The Bank of Portugal wants to ‘change the relationship’ between banks and their customers.
Carlos Costa has decided that bank customers have to realise that there are risky financial products and safe financial products and said there was a need for a change in the relationship between customers and their banks.
With the BES fiasco clearly in mind, Costa said today that different financial products have different risk levels that he did not want to give the impression to investors in products recommended by banks that they would be covered whatever the outcome.
Carlos Costa was speaking at a conference in Lisbon on ‘Regulation and the Consumer" although why he had been chosen to address this topic remains a mystery.
The governor said there should be changes regarding reporting requirements and that each customer should receive written confirmation as to what they are buying so that there can be no come back on the bank when it all goes awry, as in the case of BES customers who were urged to buy shares in branch.
Instead of buying safe investments, the BES customers were sold €550 million of shares in the collapsing Espírito Santo empire with the full knowledge of the bank.
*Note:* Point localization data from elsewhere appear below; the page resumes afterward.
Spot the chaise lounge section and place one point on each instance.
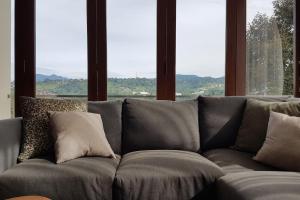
(176, 167)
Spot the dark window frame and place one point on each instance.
(235, 65)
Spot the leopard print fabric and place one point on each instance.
(36, 140)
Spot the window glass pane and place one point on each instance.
(270, 47)
(131, 48)
(12, 84)
(200, 64)
(61, 48)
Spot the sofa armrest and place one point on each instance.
(10, 139)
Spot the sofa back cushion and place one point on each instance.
(36, 140)
(253, 129)
(150, 125)
(219, 120)
(111, 114)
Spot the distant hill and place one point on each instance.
(53, 77)
(186, 85)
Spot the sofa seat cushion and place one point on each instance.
(83, 178)
(164, 175)
(256, 185)
(234, 161)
This money has yet to be returned as it ended up staying at BES 'bad bank' when Carlos Costa divided the failed BES business into two parts.
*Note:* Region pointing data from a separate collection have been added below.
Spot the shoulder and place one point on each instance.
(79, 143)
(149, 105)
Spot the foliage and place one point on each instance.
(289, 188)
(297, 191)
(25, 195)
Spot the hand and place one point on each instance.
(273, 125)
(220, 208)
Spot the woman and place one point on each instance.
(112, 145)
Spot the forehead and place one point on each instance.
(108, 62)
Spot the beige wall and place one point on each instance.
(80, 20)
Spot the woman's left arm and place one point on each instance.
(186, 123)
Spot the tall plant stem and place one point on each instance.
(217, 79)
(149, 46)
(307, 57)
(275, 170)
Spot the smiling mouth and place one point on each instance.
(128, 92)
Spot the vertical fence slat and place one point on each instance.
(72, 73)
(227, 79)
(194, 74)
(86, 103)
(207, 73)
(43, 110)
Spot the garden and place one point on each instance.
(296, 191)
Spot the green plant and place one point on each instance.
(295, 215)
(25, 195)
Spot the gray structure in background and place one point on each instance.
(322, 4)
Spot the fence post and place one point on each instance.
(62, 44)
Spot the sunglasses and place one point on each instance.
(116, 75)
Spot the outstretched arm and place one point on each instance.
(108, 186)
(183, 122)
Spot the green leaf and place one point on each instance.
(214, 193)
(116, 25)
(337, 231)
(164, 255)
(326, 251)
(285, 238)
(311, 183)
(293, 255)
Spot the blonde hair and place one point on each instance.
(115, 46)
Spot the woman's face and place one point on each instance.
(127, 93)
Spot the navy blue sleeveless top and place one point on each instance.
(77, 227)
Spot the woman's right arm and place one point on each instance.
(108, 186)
Carlos Costa also stressed that even where there is ‘quality supervision,’ lacking in Portugal under his tenure at the Bank of Portugal, the supervisor cannot be held responsible if the information received has been ‘doctored’ in some way.
The governor said that the role of supervisor was essential for a stable financial system as there is a risk of contagion if one bank goes under.
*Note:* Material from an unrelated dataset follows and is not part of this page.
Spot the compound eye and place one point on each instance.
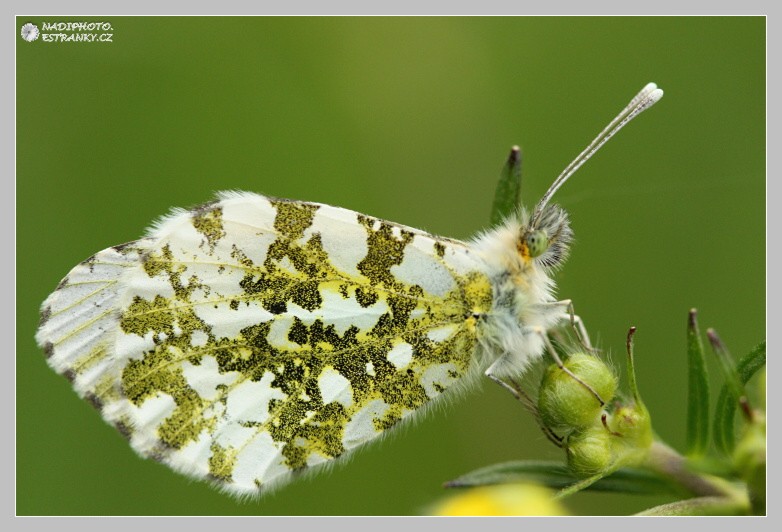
(537, 243)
In terms of financial stability, the resolution of the collapse BES was "successful," he said, specifying that his measure meant the deposit guarantee scheme did not have to step in.
Successful for some, but not for the BES investors who have been left out in the cold, ignored by Costa, the Stock Market Regulator, Novo Banco and the Ministry of Finance.
Thus Costa’s attempts to rewrite history have begun, blaming the customer for all ills and defending his role as regulator which, he claims, can only be as good as the information fed to him by those he is regulating.